An interview with BRAVE director, Mark Andrews
Who would have ever thought that the studio who brought you rats in kitchens, robots in space and monsters in closets would be considered brave for telling a princess story? Yet, here we are. Pixar Animation Studios is set to release their 13th feature length animated film, BRAVE, this month, and all anyone can seem to focus on is the fact that for the first time in Pixar history, the protagonist is a girl.
“It is weird,” BRAVE director, Mark Andrews, tells me when I ask him if the attention his main character’s gender is garnering, is at all strange to him. “It’s not like we have a big dry erase board that says, ‘Pixar films until 2025: Girl picture, giraffe picture, something in Saudi Arabia!’ If we focused on that aspect, on marketing, on what we haven’t done, then we would be playing to that instead of playing to the strengths of the character and the story.”
These particular strengths are what Pixar has come to be known for and this can be at least in part attributed to their incredibly organic attention to detail. “We are more focused on building something from the ground up instead of hitting some bar or some expectation,” Andrews tells me of the Pixar philosophy, when we meet at Toronto’s Casa Loma, during the BRAVE press tour. “We’re still very much in the canon of Pixar, which is to say you’re going to get something where you don’t really know what to expect, but trust us, its gonna be good.”
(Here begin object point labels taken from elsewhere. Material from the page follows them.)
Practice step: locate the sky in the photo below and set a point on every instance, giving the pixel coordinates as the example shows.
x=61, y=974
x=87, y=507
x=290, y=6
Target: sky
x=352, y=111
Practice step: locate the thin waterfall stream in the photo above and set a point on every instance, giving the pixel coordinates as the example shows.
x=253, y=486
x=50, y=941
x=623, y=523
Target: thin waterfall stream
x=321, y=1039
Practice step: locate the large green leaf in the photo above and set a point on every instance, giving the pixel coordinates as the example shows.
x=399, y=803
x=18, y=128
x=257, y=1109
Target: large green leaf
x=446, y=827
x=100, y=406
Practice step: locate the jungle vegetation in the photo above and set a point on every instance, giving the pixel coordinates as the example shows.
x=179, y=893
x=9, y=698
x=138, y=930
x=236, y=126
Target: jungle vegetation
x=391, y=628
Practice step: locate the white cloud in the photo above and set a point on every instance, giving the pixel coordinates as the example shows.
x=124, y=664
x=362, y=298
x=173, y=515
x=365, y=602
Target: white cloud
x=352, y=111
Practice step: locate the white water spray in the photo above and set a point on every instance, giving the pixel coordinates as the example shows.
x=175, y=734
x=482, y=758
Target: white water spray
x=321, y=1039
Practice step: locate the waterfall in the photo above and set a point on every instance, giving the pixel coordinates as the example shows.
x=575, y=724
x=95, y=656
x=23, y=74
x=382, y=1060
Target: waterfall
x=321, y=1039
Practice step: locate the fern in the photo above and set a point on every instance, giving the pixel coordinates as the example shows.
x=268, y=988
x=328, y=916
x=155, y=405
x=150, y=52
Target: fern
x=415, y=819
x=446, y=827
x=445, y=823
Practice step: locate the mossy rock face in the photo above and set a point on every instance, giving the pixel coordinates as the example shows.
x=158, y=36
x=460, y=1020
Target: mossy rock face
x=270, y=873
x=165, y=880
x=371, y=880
The film had just screened, to great fanfare, for Toronto audiences the night before. Naturally, Andrews wore a kilt to the event. In what is now a great Pixar tradition, a number of the film’s animators, along with Andrews, spent a couple of weeks in and around the highlands of Scotland to take in the scenery. Andrews considers this research pilgrimage to be invaluable if you want to get out of your head. “You have to go, you have to touch everything to get here,” Andrews motions toward his heart at this point. “And once I get here, then I can get it on to a page or into a painting or tell somebody else about it because I can give them these details to hold on to. You get to the character of it all.”
Andrews, hard at work |
Taking on a princess in a long line of princesses, while still making sure to make the character modern and relatable to today’s crowd, meant tweaking the formula a little. “Being a princess and being a woman are very different things. It’s not this old adage that you have to be saved, that you have to fall in love to be complete,” Andrews states with the pride of a father. “Merida’s not questing for happily ever after. She’s discovering who she is and how she fits into this world, on her own terms.”